Ce matin, j'ai sorti du placard mon tee-shirt "I love Beyrouth". Un petit débardeur noir avec un gros cœur rouge en strass, acheté dans une petite boutique d'Hamra, quartier commerçant de Beyrouth, à deux pas de la Corniche. En fermant les yeux, je sentirais presque le parfum de la figue et entendrais presque la rumeur furieuse de la ville. J'ai ressorti également de la commode de la Sardine la petite robe à rayures roses que j'avais cousu cet été pour elle. Une petite robe tablier réalisée en double exemplaire : un premier modèle en 6 mois et un second en 2 ans pour sa cousine. En fermant les yeux, je revois les deux fillettes sur le balcon de l'appartement de Montréal. La grande, brune au regard mutin, qui tend ses mains vers la petite, gros bébé aux joues roses qui se cache dans sa poussette. Les vacances sont là, tout près. Ça sent la légèreté et la paresse. Pourtant, quand la Sardine me réveille à 7h, c'est maintenant la nuit de l'autre côté de la fenêtre de la cuisine. Et le soir, lorsque je tire les rideaux sur la Tour Eiffel qui fait scintiller les 20h, j'imagine la nuit noire qui, de nouveau, aura envahi bientôt Paris pour dégringoler vers l'hiver.

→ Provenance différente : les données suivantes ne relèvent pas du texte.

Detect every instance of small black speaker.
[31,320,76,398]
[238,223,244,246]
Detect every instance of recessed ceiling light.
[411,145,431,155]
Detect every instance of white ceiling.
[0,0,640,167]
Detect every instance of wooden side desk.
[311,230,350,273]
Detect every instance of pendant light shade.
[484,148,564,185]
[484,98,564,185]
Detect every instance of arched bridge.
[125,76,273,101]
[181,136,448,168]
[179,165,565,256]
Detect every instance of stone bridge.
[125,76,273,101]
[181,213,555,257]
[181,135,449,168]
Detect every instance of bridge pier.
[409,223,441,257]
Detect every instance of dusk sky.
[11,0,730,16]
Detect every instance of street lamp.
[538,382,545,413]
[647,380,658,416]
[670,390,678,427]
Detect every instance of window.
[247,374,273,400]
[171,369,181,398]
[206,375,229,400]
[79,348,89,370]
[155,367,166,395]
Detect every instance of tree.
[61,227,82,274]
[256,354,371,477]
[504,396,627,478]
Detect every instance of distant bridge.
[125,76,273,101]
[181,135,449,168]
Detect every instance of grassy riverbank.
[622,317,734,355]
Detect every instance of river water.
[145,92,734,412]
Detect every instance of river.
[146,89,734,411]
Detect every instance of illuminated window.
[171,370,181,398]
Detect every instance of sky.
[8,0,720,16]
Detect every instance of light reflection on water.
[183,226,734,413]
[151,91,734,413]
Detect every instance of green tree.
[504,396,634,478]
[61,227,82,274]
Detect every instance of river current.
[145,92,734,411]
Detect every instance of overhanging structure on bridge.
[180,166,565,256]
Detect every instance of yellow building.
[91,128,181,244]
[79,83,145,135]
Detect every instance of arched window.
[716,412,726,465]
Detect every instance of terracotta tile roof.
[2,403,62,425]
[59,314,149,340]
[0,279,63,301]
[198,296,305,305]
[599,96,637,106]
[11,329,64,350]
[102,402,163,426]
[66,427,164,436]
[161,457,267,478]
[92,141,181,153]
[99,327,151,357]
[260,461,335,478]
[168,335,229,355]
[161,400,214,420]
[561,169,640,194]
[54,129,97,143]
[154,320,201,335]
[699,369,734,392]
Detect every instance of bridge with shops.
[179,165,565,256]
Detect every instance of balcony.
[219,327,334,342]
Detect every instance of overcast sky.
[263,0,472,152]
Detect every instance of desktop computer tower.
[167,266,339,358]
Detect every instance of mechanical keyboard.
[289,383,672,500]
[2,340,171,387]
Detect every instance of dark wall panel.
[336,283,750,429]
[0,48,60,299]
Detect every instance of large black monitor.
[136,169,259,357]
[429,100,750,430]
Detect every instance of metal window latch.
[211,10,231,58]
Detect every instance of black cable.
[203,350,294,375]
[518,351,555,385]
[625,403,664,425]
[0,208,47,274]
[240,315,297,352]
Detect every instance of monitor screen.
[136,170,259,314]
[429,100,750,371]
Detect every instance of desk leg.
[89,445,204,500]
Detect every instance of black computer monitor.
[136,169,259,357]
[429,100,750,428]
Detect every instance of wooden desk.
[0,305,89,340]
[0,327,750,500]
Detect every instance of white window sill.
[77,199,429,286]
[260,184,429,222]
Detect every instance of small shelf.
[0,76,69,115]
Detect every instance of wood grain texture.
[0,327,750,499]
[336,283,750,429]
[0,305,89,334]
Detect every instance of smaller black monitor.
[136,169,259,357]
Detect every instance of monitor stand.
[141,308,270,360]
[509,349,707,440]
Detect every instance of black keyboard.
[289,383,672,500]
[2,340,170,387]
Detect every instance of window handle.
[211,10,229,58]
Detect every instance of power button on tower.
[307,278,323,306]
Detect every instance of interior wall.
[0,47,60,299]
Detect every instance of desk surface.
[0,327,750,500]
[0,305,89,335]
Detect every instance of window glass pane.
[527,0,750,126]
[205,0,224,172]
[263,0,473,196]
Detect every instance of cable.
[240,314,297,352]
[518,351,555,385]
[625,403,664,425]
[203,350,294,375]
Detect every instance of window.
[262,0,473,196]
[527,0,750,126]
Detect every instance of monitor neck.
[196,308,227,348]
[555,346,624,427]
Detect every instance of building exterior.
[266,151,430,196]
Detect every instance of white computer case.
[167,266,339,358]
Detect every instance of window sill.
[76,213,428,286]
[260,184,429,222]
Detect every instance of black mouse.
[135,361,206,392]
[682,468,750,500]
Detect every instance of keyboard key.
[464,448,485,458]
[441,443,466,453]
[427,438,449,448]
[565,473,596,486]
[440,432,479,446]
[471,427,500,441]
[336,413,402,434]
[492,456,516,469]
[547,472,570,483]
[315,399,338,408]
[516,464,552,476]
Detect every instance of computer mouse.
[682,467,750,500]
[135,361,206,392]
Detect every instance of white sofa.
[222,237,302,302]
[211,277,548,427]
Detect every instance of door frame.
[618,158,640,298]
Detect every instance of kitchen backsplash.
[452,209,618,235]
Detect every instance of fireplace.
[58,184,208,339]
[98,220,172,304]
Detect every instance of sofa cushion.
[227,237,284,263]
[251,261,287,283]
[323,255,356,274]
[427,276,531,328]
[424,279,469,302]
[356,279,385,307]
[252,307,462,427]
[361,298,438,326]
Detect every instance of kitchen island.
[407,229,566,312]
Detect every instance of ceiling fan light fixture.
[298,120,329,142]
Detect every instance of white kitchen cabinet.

Je mets mes sandales, laisse mon foulard au porte-manteau et attrape mon sac de piscine. J'hésite : faut-il mettre des chaussettes à la Sardine aujourd'hui ? J'attrape tout de même les petites chaussettes et les glisse dans le sac à langer, à côté de la crème solaire. Le cœur un peu serré, j'imagine soudain combien ce sera dur quand le beau temps sera parti. Quand l'automne, enfin, ressemblera à l'automne, prélude sévère à l'hiver. Quand il faudra allumer le chauffage et ressortir les collants. Quand il faudra mettre dans une boite étiquetée "vêtements 3-6 mois" la petite robe tablier que la Sardine ne revêtira plus jamais. Quand la parenthèse estivale de septembre sera terminée.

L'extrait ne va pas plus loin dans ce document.